The State of Oklahoma ex rel. C.B. Wilson, county attorney of Garfield county, sued, in the district court, Frank Reger, principal, and J.F. Kabetzke, surety, upon bail bond given by defendant Reger for the latter's appearance in the county court on a charge of violating the prohibitory laws. Service was upon and defense made only by said surety. Judgment was for defendant, a jury being waived.

It appears that at the time this suit was filed, the motion of defendant Kabetzke was pending in the county court to vacate the forfeiture and was undisposed of. Section 2927, Compiled Oklahoma Statutes 1921, provides:

"But, if at any time before the final adjournment of court, the defendant or his bail appear and satisfactorily excuse his neglect, the court may direct the forfeiture to be discharged upon such terms as may be just. After the forfeiture, the county attorney must proceed with all due diligence, by action against the bail upon the instrument so forfeited."

Thus, by statute, the power to remit the forfeiture is vested in the court by which the exercise of the power is also regulated — in this case, the county court. The bringing of this action in the district court was therefore premature.

The learned trial court, in the instant *93 case, made careful findings of fact, among which are that defendant Reger did appear in the county court at the time required by his bond; that he was excused by court officers and told that his case would not be called and that he would be informed when he should appear again; that thereafter Reger was incarcerated by federal authorities for violating the prohibitory laws, and remained so at the time when his case in said county court was later called, and said forfeiture declared; that defendant surety sought to procure his presence pursuant to the terms of the bond; that defendant Reger was willing; that the state authorities made no effort to procure the body of Reger from the federal jurisdiction; that thereafter defendant Reger did appear in said county court, pleaded guilty to the charge as to which said bond was given, and paid the full penalty of the law. Had this showing been made to the county court on the application of defendant Kabetzke to set aside the forfeiture, the court would, no doubt, have released said surety.

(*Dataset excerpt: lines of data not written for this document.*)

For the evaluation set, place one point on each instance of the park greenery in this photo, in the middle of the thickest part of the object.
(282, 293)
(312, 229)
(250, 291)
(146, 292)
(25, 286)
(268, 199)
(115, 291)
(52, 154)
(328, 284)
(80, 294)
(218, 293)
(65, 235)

It is well settled, according to the contention of plaintiff, that the forfeiture of the bond by the county court was conclusive evidence of its breach and cannot be impeached by extrinsic evidence (Abel et al. v. State ex rel. Saye,79 Okla. 282, 193 P. 969), or cannot be collaterally attacked in a subsequent action against the principal and sureties in the bond (state ex rel. Hankin v. Holt et al., 42 Okla. 472,141 P. 969). In Melton v. State, 46 Okla. 487, 149 P. 154, it is said:

"Should the court refuse to set the forfeiture aside upon the showing made, then the parties would have the right to appeal to the Supreme Court from the refusal of the trial court to vacate the order, and, unless they do so, the order of the court becomes final," etc.

Plaintiff cannot invoke these last-named rules, because the right of Kabetzke to have the forfeiture set aside was a vested one, under the statute, of which he could not be deprived by this premature action. It is unnecessary to discuss the alleged irregularity of the judgment of forfeiture in the county court and other matters raised by defendant.

The judgment of the trial court should be and is affirmed.

By the Court: It is so ordered.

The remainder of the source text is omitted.